In fact, the bank recovered in time to open its first branch out on Mississippi 18 that same year. Kilby said the branch was the bank’s inaugural attempt to reach toward the metro Jackson area, as well as to offer other amenities, ease parking woes at the main office and provide easy access to Hinds Community College personnel.

In 1987, Merchants & Planters bought Merchants Bank of Bolton. The two banks had common shareholders, and it was decided in the name of efficiency to merge the two. So, the $3-million Bolton bank joined the Merchants & Planters family.

Kilby said by the early 1990s the bank was seeing a lot of excess capital and they looked at prospective sights in the metro Jackson area in which to enter. The bank chose Clinton, and in 1992 set up a temporary building. In 1995, it completed a brand new, permanent office. Kilby said, with the coming of MCI/WorldCom and the general exponential growth the city has experienced and continues to see, the decision to go into Clinton has proven wise.

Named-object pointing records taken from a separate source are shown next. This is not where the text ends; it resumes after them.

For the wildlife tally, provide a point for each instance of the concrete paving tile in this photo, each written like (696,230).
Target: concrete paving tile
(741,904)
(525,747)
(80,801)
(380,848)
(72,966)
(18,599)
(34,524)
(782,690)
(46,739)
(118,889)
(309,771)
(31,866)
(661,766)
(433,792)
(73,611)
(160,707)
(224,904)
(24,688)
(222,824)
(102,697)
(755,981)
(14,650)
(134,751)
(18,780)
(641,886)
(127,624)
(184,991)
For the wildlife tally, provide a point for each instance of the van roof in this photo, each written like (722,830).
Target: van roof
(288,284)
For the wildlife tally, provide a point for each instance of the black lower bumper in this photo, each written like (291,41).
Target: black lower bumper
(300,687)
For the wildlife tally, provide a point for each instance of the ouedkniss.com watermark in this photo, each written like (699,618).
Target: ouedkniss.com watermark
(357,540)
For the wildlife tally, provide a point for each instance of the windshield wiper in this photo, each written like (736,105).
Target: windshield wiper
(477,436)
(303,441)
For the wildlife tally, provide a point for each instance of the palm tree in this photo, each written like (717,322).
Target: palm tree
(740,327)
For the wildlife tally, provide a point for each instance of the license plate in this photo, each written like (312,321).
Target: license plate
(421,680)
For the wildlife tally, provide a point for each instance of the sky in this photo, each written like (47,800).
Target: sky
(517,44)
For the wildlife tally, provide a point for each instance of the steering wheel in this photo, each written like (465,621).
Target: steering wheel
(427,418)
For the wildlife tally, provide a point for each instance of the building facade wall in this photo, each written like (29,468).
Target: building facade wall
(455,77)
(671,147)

Two years later, Merchants & Planters decided its next step outside Raymond would be global in nature. In 1997 the bank began the development of an online banking component. In 1998 www.mpbank.net was launched offering check imaging, bill payment and other features.

Last year, Merchants & Planters brought yet another product into its mix — mortgage brokerage.

Thus, today Merchants & Planters is a $53-million institution maintaining four offices in three cities using 53 full-time equivalent employees. Not only does it offer a full slate of banking products and services, it also offers Internet access and mortgage brokerage service, a truly unique mix for a small-town bank.

“A lot of the bigger banks say, ‘You have to be more efficient. You have to have so many dollars per so many employees’,” Kilby said. “But to do that, you have to fire people. Then customer service suffers. The big banks are making money by cutting customer service.

“Customer service isn’t free. Our shareholders have been willing to accept returns that were lower than they might have been, but they understood that customer service costs something. If we lose focus on the local customer, on one-on-one service, we have destroyed the foundation this bank is built upon.”

Kilby said he saw high-tech offerings and non-traditional products and services as another option for its customers, and would only be a threat if Merchants & Planters ever got too far away from its root stock.

“We make three-digit loans and we make six-digit loans,” he said. “We will continue to do that. If someone wants to borrow $500 online, great. If they want to come in and shake my hand, I’m usually always here.

“I hope the bank five or 10 years from now still looks the same. We’ll have a few more branches, a few more zeroes after the numbers. But if we’ve lost the atmosphere we have now, if somehow we lost sight of the local guy, I would be crushed.”